Now, for the good stuff. I enlisted the help of a Law Enforcement Fingerprint Expert. Together, we tried many different ways to beat this sensor. I will not go into full details, as some of the techniques and materials that we used are still considered to be “security sensitive”, but we were unable to defeat the sensor. Our testing involved simulating my fingerprint on various materials including paper, plastic, and various rubber and clay-type substances. Some of it was quite “CSI”, but we stopped short of going full on “Myth-Busters”, because we did not have the time nor money to invest in this testing. I am quite confident that the average person will not be able to defeat this security feature.
Before I could get to the benchmark testing, I ran into an issue. It was quite a large issue, actually. I began to get the following error message:
I tried the device on several different systems, and got the same message every time. Attempts to contact the supplier went unanswered. Internet searches failed to locate a fix. So, I now have a nice fancy USB drive that has some important files locked away, with no way for me to access them. I am glad they are copies, and not vitally important.  I waited until all the testing was completed before doing screen captures of the testing of the included programs.  Because the drive died on me, I was unable to obtain those screen shots.  I apologize, but I simply was not expecting to have such a catastrophic failure.
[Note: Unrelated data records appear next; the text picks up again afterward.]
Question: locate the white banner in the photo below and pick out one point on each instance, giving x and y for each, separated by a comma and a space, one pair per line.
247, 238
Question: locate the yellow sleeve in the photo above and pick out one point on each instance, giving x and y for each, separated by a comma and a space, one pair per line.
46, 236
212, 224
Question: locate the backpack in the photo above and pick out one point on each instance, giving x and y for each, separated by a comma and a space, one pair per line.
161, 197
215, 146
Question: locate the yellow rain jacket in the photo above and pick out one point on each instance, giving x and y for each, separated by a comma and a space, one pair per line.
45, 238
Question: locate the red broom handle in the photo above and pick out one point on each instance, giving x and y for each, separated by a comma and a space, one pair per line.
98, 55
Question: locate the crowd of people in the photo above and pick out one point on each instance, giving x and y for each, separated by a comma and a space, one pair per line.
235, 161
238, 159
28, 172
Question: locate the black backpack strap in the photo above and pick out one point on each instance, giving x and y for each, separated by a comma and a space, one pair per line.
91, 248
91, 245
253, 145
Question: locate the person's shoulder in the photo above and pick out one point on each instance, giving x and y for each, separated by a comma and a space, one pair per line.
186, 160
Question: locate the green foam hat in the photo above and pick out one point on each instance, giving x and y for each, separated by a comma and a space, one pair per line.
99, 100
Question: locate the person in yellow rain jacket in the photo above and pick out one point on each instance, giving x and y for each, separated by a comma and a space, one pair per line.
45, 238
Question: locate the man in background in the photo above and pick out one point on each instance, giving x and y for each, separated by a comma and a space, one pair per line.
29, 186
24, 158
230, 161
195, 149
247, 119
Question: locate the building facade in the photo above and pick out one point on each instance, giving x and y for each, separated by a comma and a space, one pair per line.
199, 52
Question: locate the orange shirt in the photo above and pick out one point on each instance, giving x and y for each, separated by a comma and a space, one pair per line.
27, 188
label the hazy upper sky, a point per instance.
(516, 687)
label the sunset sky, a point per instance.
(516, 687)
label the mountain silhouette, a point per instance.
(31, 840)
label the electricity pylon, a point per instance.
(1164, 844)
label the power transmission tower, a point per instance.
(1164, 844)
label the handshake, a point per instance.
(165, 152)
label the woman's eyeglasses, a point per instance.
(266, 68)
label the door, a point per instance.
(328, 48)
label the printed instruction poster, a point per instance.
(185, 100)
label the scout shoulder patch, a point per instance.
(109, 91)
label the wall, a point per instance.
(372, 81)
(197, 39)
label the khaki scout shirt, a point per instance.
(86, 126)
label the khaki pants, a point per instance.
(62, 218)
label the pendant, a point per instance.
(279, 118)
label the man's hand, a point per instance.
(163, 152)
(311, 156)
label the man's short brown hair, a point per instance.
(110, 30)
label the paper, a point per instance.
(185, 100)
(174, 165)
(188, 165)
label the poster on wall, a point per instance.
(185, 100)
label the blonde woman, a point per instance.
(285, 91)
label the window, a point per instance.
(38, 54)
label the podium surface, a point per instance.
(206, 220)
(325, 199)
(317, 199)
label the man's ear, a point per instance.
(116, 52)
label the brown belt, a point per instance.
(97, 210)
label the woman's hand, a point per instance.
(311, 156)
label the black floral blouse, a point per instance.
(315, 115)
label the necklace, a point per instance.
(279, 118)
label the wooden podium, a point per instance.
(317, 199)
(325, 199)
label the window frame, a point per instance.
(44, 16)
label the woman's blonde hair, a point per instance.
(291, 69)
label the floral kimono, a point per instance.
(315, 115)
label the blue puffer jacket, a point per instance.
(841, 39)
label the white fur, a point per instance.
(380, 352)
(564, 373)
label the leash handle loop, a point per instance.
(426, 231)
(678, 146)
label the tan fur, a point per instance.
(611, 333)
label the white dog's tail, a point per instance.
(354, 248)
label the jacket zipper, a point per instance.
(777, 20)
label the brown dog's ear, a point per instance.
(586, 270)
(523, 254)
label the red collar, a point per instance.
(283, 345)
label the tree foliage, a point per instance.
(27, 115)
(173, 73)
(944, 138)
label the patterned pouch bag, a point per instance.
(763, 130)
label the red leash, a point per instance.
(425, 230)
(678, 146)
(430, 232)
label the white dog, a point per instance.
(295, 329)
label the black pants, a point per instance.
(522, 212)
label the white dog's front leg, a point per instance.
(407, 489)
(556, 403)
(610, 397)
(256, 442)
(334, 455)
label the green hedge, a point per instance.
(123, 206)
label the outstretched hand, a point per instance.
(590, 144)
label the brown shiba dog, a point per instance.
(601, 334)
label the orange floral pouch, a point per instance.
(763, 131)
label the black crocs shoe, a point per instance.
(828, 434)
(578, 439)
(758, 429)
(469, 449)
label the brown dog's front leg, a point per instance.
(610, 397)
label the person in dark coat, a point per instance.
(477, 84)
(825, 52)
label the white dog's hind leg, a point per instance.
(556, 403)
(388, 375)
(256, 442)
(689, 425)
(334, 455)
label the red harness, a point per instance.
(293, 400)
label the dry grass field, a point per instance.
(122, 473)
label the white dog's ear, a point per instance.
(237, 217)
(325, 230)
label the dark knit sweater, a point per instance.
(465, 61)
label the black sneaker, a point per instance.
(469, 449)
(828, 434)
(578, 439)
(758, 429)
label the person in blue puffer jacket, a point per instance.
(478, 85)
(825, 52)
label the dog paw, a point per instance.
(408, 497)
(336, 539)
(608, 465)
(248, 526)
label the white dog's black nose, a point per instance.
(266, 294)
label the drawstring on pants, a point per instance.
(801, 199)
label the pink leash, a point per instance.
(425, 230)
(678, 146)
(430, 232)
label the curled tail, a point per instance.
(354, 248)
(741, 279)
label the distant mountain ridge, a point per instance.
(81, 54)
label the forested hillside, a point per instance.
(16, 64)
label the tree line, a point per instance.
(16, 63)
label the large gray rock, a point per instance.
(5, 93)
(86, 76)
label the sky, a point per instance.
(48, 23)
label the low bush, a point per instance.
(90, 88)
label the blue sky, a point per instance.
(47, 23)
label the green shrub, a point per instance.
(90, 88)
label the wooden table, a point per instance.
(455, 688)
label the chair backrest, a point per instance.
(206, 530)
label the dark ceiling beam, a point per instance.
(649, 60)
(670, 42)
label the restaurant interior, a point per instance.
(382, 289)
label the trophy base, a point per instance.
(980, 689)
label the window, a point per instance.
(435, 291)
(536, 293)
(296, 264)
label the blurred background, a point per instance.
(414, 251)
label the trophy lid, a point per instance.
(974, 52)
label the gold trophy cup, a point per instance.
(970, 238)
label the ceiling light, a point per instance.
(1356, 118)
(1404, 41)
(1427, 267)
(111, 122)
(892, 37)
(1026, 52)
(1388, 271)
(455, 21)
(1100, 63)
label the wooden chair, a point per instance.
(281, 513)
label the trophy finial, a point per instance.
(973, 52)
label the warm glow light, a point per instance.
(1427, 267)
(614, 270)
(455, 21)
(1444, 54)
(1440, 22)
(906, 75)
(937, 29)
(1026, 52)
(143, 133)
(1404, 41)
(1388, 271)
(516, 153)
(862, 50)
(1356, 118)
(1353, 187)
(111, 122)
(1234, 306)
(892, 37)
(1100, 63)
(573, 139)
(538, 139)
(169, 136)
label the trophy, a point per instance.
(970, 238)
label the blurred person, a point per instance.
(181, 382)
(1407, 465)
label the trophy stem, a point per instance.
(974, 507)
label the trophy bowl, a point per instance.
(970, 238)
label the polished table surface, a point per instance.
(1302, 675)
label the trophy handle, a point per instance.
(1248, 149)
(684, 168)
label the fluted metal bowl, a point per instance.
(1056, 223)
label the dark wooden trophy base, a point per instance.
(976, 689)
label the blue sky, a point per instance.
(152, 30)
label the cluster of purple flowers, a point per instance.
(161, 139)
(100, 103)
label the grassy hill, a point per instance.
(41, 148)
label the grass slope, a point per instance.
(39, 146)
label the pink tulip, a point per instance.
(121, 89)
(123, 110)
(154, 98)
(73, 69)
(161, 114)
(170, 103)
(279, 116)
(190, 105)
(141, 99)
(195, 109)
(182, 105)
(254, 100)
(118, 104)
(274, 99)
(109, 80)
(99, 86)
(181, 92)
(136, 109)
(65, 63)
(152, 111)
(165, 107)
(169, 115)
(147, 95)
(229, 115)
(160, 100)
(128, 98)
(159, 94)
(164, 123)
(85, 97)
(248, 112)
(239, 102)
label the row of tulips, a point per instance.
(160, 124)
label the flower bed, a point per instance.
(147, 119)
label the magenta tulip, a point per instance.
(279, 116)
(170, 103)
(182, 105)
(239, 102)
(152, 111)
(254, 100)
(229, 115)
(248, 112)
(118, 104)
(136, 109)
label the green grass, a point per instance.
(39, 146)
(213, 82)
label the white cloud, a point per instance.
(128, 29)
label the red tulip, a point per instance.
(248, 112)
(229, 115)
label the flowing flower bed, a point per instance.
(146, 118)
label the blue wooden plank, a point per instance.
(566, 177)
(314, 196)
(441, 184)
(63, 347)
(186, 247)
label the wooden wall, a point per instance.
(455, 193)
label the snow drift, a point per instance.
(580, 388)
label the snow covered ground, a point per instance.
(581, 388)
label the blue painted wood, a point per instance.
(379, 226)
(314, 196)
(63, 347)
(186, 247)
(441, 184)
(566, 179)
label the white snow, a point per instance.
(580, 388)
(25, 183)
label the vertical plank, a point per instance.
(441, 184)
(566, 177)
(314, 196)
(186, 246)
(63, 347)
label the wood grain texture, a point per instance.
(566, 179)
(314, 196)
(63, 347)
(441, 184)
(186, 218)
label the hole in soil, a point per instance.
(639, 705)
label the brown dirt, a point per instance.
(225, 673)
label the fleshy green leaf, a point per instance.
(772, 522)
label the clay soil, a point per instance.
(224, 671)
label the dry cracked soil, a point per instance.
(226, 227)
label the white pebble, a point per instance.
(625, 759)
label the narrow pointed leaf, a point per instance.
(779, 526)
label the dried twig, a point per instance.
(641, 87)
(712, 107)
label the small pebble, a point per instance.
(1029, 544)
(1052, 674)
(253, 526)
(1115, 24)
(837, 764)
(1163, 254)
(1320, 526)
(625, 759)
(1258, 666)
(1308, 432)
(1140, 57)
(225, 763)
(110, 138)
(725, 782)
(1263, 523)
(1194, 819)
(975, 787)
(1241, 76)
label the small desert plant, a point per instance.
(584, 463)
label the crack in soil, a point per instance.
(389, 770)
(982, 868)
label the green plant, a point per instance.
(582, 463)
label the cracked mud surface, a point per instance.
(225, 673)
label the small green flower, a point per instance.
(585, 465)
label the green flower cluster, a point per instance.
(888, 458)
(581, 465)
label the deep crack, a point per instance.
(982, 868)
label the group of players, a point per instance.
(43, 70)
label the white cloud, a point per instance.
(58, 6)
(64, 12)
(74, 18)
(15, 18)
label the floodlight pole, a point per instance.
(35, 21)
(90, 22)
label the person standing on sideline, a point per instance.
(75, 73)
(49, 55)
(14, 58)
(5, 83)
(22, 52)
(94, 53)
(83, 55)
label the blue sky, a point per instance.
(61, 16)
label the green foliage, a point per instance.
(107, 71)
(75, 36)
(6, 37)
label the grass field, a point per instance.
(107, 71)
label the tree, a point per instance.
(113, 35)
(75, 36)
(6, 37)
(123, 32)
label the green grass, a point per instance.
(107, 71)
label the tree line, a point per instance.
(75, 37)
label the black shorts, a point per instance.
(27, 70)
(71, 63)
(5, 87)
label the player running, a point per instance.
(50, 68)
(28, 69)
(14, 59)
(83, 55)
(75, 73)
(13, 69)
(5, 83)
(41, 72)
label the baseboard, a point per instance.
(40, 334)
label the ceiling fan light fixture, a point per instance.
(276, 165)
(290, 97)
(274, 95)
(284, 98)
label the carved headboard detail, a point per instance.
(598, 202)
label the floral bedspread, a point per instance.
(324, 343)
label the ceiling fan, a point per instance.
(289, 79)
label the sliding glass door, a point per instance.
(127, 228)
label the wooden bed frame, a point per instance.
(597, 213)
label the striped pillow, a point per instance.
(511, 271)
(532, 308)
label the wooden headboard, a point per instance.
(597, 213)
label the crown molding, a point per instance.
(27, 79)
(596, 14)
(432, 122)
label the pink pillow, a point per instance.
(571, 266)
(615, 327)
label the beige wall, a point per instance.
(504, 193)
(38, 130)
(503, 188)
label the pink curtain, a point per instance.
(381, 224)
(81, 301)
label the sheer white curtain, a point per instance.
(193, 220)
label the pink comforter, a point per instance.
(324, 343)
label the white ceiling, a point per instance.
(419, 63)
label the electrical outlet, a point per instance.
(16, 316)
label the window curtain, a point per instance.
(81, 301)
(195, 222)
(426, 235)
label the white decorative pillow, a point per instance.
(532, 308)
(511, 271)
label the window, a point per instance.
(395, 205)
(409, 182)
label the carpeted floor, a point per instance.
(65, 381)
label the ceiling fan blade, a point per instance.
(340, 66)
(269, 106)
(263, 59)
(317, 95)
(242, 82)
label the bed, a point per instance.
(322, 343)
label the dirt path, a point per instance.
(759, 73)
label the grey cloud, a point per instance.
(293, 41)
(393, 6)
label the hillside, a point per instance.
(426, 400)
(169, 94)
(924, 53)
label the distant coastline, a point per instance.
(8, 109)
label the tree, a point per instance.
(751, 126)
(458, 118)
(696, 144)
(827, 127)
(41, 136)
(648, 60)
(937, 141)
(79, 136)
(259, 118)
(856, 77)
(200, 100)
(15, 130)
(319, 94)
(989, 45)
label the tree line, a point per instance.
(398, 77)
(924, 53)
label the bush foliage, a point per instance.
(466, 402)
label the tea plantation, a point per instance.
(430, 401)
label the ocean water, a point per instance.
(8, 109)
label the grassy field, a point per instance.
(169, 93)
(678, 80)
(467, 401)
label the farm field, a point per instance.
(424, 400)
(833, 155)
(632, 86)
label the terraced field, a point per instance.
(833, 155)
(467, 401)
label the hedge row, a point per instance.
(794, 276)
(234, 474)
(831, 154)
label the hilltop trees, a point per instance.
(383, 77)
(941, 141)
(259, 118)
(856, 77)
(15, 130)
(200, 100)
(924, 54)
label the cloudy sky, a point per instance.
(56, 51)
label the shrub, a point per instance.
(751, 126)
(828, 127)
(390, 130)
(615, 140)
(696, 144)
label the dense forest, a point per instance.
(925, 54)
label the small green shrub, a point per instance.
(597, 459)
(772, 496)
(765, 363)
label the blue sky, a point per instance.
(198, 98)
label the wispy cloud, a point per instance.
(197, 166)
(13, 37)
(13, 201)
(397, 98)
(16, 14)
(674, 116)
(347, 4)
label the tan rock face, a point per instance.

When viewed simply as a flash drive, the MyFlash FP1 appeared excellent. It is compact and looks nice. When you include the other features, such as the email and password functions, it seems even better. Throw in the security of fingerprint recognition, and this device had the potential to be hands-down my new favorite gadget. When it was working, it made a great conversation piece, as most people can’t believe that fingerprint recognition could fit into something so compact, and everyone wants to know how well it works.   
Well, I will tell you how well it works. Or, at least, how it WORKED. For the average person who simply wants to save their passwords and keep some files and photos safe from prying eyes, it was pretty good. It is extremely easy to use, along with all the included features. It has more storage space than the first five computers I ever owned, combined. It works with practically all Windows-based computers. The problem was that it quit working. There is no warranty or contact information in the packaging. There is no online help file that I could find. 
Even if the device continued to work, if you happen to have access to files that would be a threat to National Security if they fell into the wrong hands, I would probably suggest a more secure storage method. It isn’t that I don’t trust the encryption used in this device. It is that I know that with enough time and technology, any security device can be beaten. I simply do not have the time, the money, or knowledge to put toward breaking this encryption. If someone can show me testing data on how secure it is, I may change my mind on it.
The device worked for about 3 months before it died. I am not sure if the issue with it now is a hardware failure, or if the fingerprint sensor got dirty, or if it is a programming issue. We were unable to make contact with anyone that could tell us. It is a shame too, since I was prepared to name this the coolest little must-have gadget of the year. Now it is simply something cool that if you have some extra cash to blow, you may want to invest in as a temporary conversation starter.